The featured photo is Elizabeth Canon Eaton, wife of the first minister to settle in the township. She lived in Canonsburg, PA with her parents. Her father was a minister and mentor to her future husband, Johnston.  Johnston first came to the area to preach in 1806.  A year later he returned to Canonsburg to marry Elizabeth and bring her back to Fairview to live.  She rode a horse through the woods to get here, dealt with marauding Indians and generally lived a pioneer life.  She bore nine children, took over Johnston’s farm duties as well as her own when he went into Erie to help build the fleet for Commodore Perry in 1812-13… and so much more.  Any pioneer person, male or female should be recognized for what they did for their developing community! Elizabeth lived to be 90 years old and was blind when this image was taken.  

Helen Daggett Pollay Weeks, born in 1840, was married the first time to Samuel Bates Pollay.  They had been married five years when he, serving in the Union army, was killed in the Battle of Antietam in 1862.  She soon returned to the family farm in Girard Township.  She married again, in 1867 to Vermonter Welcome Joshua Weeks, who at that time was living in Girard. Together they attended the Cleveland Homeopathic College to earn their certification as homeopathic doctors.  They opened an office in Girard, then in 1873 relocated to North Garwood Street (now north Avonia) to open a drug store/doctor’s office. In 1897 they bought the brick house next door.  The house, now the Wagner Giblin Insurance office, displays out front the cement stepstone that Helen used to climb into and out of her phaeton carriage.  They made house visits and made their own drugs for the drug store, which was typical at that time.  He was called Dr. Weeks and she was the Mrs. Dr. Weeks.  Her practice consisted mostly of women and children and he tended the men and older boys.  Helen was one of a very few early women doctors in Erie County. She was a musician, a writer and belonged to the temperance movement, which led to the suffrage movement. Her complete story can be taught in the middle schools as a result of an “Out of the Box” project through Erie Yesterday.  The packet is always available for borrowing, free of charge.  

Helen Stone Schluraff certainly was well known in all of Erie County.  She was born in 1884 and lived in the large white brick residence that was razed a few years back.  Fairview Manufacturing now occupies that area.  Helen married an Erie man, Verne Schluraff who owned and operated a florist business.  They divorced in 1915 and she was awarded the family business and custody of the two children.  She proved to be quite able at managing the business and went on to try her hand at many other things… She was an active suffragette and once women had the vote she organized a local chapter of the League of Women Voters.  She served as its first president and was also president of the local chapter of the Business & Professional Women’s Club.  She was also a charter member of Zonta.  Once she became interested in politics there was no stopping her.  She was elected as the first woman county commissioner in the State of Pennsylvania in 1932 and served for 12 years.  She was a Republican in politics, known as “Mrs. Republican,” and served on county and state Republican boards, including in Governor Pinchot’s administration. She encouraged women to gain political knowledge and to get involved.  Hers is a grand story, to be told in much greater length sometime.

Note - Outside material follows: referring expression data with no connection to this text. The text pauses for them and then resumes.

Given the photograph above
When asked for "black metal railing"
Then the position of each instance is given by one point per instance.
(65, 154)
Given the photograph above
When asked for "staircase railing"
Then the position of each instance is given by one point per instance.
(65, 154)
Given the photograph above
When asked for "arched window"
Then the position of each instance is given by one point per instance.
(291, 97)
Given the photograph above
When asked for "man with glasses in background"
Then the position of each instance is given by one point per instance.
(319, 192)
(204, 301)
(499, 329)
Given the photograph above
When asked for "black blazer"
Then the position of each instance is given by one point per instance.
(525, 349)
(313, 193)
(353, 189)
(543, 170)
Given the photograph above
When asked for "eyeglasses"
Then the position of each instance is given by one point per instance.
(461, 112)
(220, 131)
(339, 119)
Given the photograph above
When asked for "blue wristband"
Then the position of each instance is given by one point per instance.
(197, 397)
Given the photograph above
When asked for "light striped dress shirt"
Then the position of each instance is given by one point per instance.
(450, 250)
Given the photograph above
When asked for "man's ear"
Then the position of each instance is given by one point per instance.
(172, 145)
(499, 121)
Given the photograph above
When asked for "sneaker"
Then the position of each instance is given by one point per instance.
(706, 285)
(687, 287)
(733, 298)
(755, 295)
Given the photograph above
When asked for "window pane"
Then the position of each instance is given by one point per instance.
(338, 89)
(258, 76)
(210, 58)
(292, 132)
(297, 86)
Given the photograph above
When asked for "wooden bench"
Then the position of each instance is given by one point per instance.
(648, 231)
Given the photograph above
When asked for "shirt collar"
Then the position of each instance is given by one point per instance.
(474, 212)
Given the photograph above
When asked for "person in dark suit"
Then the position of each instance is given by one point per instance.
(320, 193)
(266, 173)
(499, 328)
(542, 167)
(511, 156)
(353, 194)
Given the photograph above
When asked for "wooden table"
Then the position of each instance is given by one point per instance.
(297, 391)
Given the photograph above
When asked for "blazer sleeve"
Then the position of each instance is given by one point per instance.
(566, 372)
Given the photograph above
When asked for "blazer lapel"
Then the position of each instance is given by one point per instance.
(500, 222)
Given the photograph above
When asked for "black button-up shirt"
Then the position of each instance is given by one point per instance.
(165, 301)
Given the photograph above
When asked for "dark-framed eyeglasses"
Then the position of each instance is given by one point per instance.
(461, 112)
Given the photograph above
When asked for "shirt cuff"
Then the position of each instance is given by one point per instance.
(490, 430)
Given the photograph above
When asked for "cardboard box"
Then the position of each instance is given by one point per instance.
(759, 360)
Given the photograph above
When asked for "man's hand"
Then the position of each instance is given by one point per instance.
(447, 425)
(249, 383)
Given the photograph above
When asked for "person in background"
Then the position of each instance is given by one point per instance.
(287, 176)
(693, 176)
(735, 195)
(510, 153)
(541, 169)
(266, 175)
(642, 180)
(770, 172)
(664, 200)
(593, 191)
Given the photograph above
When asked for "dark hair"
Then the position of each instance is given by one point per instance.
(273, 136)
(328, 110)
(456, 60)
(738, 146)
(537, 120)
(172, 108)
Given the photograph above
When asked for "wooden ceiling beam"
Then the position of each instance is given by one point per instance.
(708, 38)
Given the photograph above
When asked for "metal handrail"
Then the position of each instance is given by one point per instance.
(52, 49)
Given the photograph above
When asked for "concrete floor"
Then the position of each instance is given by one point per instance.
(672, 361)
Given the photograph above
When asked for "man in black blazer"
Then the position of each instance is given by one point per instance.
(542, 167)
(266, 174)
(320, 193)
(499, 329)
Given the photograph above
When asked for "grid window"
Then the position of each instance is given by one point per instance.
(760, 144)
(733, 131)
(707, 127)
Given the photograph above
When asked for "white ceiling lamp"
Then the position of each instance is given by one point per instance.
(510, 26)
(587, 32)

Another woman who served was Catherine Faner Walker (shown here as the only woman on this board).  She was born in 1886.  She married Vincent Walker who was involved in organizing Titan Tool and lived in a large home on East Main Street across the street from the business.  She and Vincent had nine children, many of whom remained in the Fairview area.  A few years after women won the vote in 1920 she ran for a seat on the borough school board – the township had its own board at that time – and won. She was the first woman in Fairview to do so.  Catherine was a leader in the community in many ways, including opening her home to the visiting Chautauqua troupe each year during the 1920s.  The school districts were still separate when she announced in 1944, after serving for 18 years, that she would not run for school board again. She was 58 years old and though that age was considered old by some then, she was well ahead of her time.    

Just for fun, here is a little girl (born in 1928) who had quite a career as she was growing up, then entered into another kind of career.  Fairview can hardly claim her, although her father George lived in the sprawling house on the southwest corner of the main intersection in the old borough for a few of his childhood years.  He was friends with Charles Asmus who was the last Sturgeon descendant to own the Sturgeon House.  The story goes that George fell into a rain barrel at the Sturgeon House and his friend Charlie pulled him out, thus saving his life and the future life of American’s sweetheart, Shirley Temple who grew up to be quite important. Yes, it’s a reach.